1. Click the **Chat** icon in the left sidebar
2. Find the **System Prompt** box (usually at the top of the right panel)
3. Paste this text exactly:
```
Parse this insect collection label and return a JSON object with the extracted fields. Only include fields that are present in the label.
```
4. Set **Temperature** to `0` in the model settings panel (this makes
output deterministic β€” the same label always gives the same result)
### Parse a label
Paste the raw label text into the chat box and press Enter. The model will
return a JSON object. Example:
**Input:**
```
U.S.A., Texas: Austin, Travis Co., 15.iv.2021, J. Doe, sweeping
```
**Output:**
```json
{
"country": "USA",
"state": "Texas",
"county": "Travis",
"verbatim_locality": "Austin",
"verbatim_date": "15.iv.2021",
"start_date_year": "2021",
"start_date_month": "4",
"start_date_day": "15",
"verbatim_collectors": "J. Doe",
"verbatim_method": "sweeping"
}
```
---
## Option B: Ollama (for users comfortable with a terminal)

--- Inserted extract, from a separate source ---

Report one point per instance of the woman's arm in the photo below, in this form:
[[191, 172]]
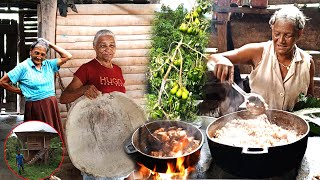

Ollama is a lightweight tool that runs models from the command line and also
exposes a local API for scripting.
### Requirement: Ollama version 0.20.7 or newer
Older versions do not support this model's architecture. Check your version:
```
ollama --version
```
If it shows a version older than 0.20.7, update from **ollama.com**.
### Install
Go to **ollama.com**, download, and install for your operating system.
### Register the model
Open a terminal, navigate to the project folder, and run:
```bash
ollama create ento-label-parser -f Modelfile
```
You only need to do this once.
### Parse a label
```bash
ollama run ento-label-parser "U.S.A., Texas: Austin, 15.iv.2021, J. Doe"
```
Or pipe a text file:
```bash
cat my_label.txt | ollama run ento-label-parser
```
---
## Troubleshooting
**The model is very slow.**
This is normal on a laptop without a dedicated GPU. The Q4 file typically
takes 5–30 seconds per label on a CPU. If you have an NVIDIA or AMD GPU
with 4+ GB of video memory, Ollama and LM Studio will use it automatically
and be much faster.
**LM Studio says "not enough memory."**
Try the Q4 file if you were using Q5. If Q4 also fails, your computer may
have less than 8 GB of RAM available β€” try closing other applications first.
**Ollama says "unknown model architecture: gemma4".**
Your Ollama version is too old. Update it from **ollama.com**.
**The output is not valid JSON.**
Occasionally the model will include a short thinking passage before the
JSON. Copy just the `{ ... }` portion of the output. If this happens
frequently, make sure Temperature is set to `0`.